Spark's LinearRegressionWithSGD is very sensitive to feature scaling

4.5k Views Asked by At

I have a problem fitting with LinearRegressionWithSGD in Spark's MLlib. I used their example for fitting from here https://spark.apache.org/docs/latest/mllib-linear-methods.html (using Python interface).

In their example all features are almost scaled with mean around 0 and standard deviation around 1. Now if I un-scale one of them by a factor of 10, the regression breaks (gives nans or very large coefficients):

from pyspark.mllib.regression import LabeledPoint, LinearRegressionWithSGD
from numpy import array

# Load and parse the data
def parsePoint(line):
    values = [float(x) for x in line.replace(',', ' ').split(' ')]
    # UN-SCALE one of the features by a factor of 10
    values[3] *= 10

    return LabeledPoint(values[0], values[1:])

data = sc.textFile(spark_home+"data/mllib/ridge-data/lpsa.data")
parsedData = data.map(parsePoint)

# Build the model
model = LinearRegressionWithSGD.train(parsedData)

# Evaluate the model on training data
valuesAndPreds = parsedData.map(lambda p: (p.label,     model.predict(p.features)))
MSE = valuesAndPreds.map(lambda (v, p): (v - p)**2).reduce(lambda x, y: x + y) / valuesAndPreds.count()
print("Mean Squared Error = " + str(MSE))
print "Model coefficients:", str(model)

So, I guess I need to do the feature scaling. If I do pre-scaling it works (because I'm back at scaled features). However now I don't know how to get coefficients in the original space.

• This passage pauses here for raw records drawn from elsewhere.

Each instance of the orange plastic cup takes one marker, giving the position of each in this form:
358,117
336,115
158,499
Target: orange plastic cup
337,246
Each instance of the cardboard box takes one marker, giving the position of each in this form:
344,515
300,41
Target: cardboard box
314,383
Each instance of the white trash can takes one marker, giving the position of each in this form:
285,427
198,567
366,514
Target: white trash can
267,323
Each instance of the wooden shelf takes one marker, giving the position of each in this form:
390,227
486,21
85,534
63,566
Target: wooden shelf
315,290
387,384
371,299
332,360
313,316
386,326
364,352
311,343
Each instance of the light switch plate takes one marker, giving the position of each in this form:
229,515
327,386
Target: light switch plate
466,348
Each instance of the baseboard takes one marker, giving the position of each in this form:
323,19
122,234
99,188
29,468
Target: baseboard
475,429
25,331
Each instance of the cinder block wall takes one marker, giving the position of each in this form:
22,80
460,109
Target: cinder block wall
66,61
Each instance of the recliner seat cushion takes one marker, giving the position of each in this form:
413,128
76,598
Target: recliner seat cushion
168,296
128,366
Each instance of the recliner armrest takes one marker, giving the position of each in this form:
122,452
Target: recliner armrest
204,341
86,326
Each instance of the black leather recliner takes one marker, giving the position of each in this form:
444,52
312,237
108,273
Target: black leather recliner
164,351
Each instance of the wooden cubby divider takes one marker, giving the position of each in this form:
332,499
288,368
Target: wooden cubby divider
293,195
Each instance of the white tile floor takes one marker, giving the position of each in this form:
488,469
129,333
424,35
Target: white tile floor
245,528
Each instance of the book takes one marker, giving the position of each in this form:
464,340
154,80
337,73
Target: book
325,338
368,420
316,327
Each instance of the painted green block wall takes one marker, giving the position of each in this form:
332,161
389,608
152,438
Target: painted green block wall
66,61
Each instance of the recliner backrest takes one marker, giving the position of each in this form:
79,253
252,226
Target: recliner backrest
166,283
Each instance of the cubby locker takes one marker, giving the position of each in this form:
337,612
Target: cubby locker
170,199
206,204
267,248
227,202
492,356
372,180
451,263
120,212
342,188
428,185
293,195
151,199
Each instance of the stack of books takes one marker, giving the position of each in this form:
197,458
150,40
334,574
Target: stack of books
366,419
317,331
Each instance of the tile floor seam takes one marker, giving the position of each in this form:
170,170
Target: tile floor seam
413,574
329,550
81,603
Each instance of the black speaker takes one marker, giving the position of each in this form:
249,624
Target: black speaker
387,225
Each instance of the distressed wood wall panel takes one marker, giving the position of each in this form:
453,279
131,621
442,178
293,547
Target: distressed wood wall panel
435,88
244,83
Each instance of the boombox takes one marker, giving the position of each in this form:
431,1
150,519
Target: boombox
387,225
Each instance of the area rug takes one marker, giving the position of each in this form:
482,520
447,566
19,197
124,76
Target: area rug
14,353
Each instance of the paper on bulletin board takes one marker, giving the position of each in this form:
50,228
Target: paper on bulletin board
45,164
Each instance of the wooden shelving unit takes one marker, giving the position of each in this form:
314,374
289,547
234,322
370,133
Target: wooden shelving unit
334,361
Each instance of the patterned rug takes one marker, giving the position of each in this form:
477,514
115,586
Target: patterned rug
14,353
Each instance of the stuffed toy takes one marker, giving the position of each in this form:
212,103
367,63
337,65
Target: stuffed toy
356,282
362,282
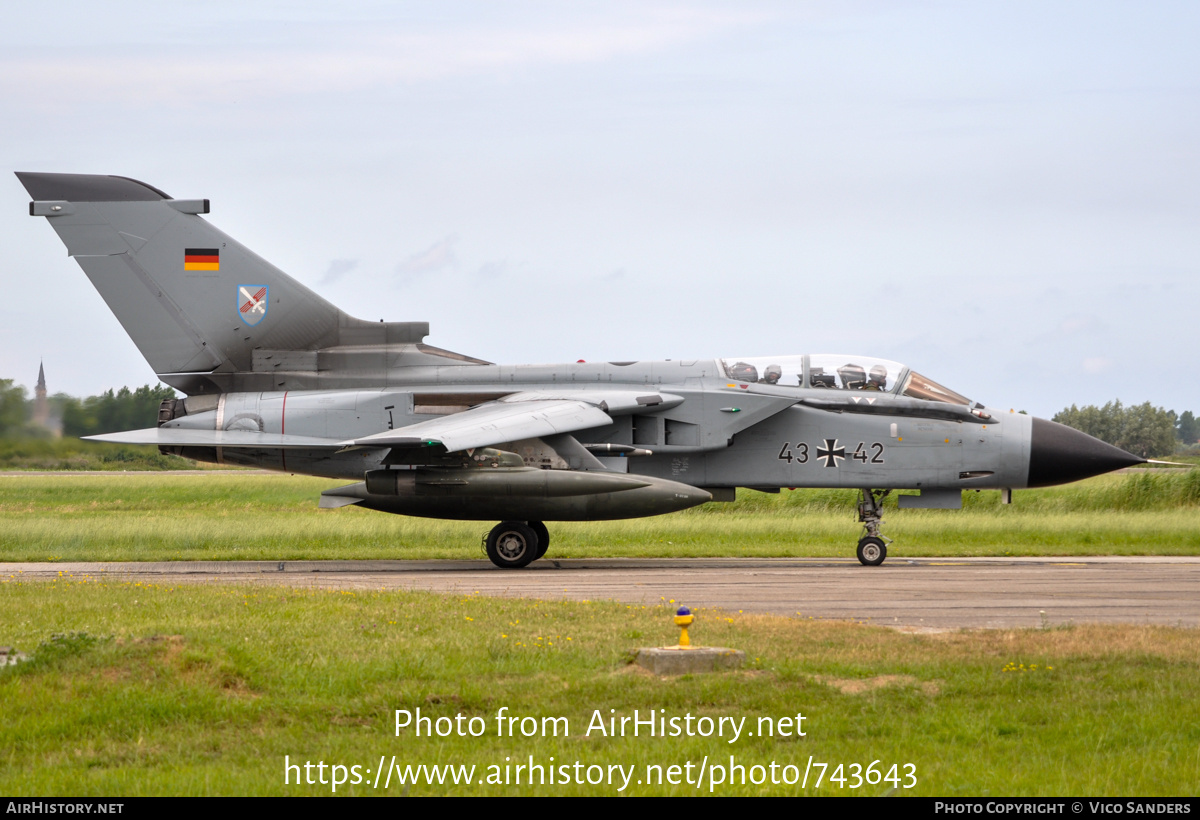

from pyspark.mllib.regression import LabeledPoint, LinearRegressionWithSGD
from numpy import array
from pyspark.mllib.feature import StandardScaler
from pyspark.mllib.feature import StandardScalerModel

# Load and parse the data
def parseToDenseVector(line):
    values = [float(x) for x in line.replace(',', ' ').split(' ')]
    # UN-SCALE one of the features by a factor of 10
    values[3] *= 10
    return Vectors.dense(values[0:])

# Load and parse the data
def parseToLabel(values):
    return LabeledPoint(values[0], values[1:])

data = sc.textFile(spark_home+"data/mllib/ridge-data/lpsa.data")

parsedData = data.map(parseToDenseVector)
scaler = StandardScaler(True, True)
scaler_model = scaler.fit(parsedData)
parsedData_scaled = scaler_model.transform(parsedData)

parsedData_scaled_transformed = parsedData_scaled.map(parseToLabel)

# Build the model
model = LinearRegressionWithSGD.train(parsedData_scaled_transformed)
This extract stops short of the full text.